Such stress can quickly drain the fun out of writing. The good news is that to counter my undesirable quality of poor time management, I possess the desirable quality of Mary Poppinsness. Yes, in every job that must be done, I find an element of fun.
Writing should be fun. It’s a great excuse to do wacky things like stage a water balloon war, a pillow fight, or get a pie smashed in your face. (In my defense, the pie was actually my publisher’s idea.) And then my kids always have fun when I’m in my writing world and having trouble making sense when I talk. Like the time I told my daughter I was adopted. I didn’t even realize what I’d said until Caitlin asked, “Do your parents know?”

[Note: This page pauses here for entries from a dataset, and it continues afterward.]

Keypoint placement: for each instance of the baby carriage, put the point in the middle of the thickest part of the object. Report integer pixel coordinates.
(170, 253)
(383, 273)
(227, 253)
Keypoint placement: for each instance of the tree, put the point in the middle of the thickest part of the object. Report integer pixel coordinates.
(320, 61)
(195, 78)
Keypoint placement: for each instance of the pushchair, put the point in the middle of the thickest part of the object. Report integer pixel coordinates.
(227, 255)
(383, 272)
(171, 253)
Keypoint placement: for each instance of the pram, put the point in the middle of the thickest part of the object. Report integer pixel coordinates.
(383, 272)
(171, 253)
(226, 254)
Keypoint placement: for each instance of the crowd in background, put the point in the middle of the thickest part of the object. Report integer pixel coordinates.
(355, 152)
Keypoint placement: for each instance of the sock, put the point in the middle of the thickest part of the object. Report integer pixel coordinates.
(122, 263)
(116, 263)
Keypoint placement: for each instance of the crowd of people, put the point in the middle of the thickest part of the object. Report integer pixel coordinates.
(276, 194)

No, I’m not adopted. But back to my point…
I know that if I’m not having fun, I’m doing something wrong. So whenever I get the urge to toss my laptop out the window due to writer’s block, I find the fun, and snap, the job’s a game. Here are five foolproof ways for you to find the fun:
1.) Go on a fieldtrip. A lot of times, we lack inspiration because the story world isn’t real enough for us to know what we are talking about, so if we immerse ourselves in a similar setting, the imaginary comes to life. Now you don’t have to go as far as Jessica Osborn Patch and actually practice stalking someone because you are writing a suspense novel. It can be as simple as visiting your friend’s farm as research because you are writing about horses and don’t know a thing about the animals. This put me back on track for Finding Love in Big Sky, Montana. Deb Raney mentioned visiting a Mennonite church because she had Mennonite characters. Or do like Karen Barnett and try all the food on the menu of an old time soda fountain.

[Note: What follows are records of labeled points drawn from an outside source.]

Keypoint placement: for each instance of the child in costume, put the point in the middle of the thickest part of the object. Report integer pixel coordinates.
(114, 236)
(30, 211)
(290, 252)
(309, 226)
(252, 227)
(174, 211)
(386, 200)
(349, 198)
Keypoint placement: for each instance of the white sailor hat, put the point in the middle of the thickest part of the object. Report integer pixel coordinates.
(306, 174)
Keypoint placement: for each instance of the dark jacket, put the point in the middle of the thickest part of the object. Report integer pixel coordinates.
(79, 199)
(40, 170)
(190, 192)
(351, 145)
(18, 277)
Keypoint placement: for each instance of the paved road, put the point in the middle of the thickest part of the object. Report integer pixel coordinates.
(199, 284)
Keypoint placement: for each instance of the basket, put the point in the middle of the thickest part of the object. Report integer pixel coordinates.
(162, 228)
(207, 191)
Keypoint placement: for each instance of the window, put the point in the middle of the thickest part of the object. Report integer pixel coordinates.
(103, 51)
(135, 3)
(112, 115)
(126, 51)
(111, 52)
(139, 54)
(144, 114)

2.) Skip to the parts you are inspired to write. My novel ideas never come to me in order. Once I wrote the final scene first. Over the course of writing the novel, the whole ending changed, but it’s what got me writing in the first place. Maybe you dreamed of the getaway scene last night. Or maybe your husband said something so sweet and romantic that you HAVE to use it in the kissing scene. Don’t trudge through a lot of boring scenes to get to that one amazing moment—write the amazing moment while it still feels amazing. The boring scenes might then become more exciting to you as you fill in the gaps of your story, plus you will have built up some momentum heading in.
3.) Brainstorm with friends/family. And they don’t have to be writer friends. My writer friends are awesome, and we’ve done brainstorming retreats before which are some of my best memories, but they are also writers. They think inside the book. Family and friends don’t have to worry about how the plot will work or if another author used the same idea in her last novel. Nothing holds their ideas back. And you also get to see how their brains work in a new way.
4.) Cheat writer’s block by writing on social media. A lot of times, social media is a time thief or considered a tool for promotion, but it’s also an avenue for instant feedback. Can’t think of a last name for your antagonist? There are thousands of people who would love to help you out with that. They also have access to locations you can’t go on your fieldtrips. The Florida Keys? The Kansas prairie? The red rock arches in Utah? They’ve been there. And they can tell you things you wouldn’t get by googling the travel bureau. Like how the Florida humidity can cause rashes. Hearing it from them would also be more fun than having such an experience for yourself.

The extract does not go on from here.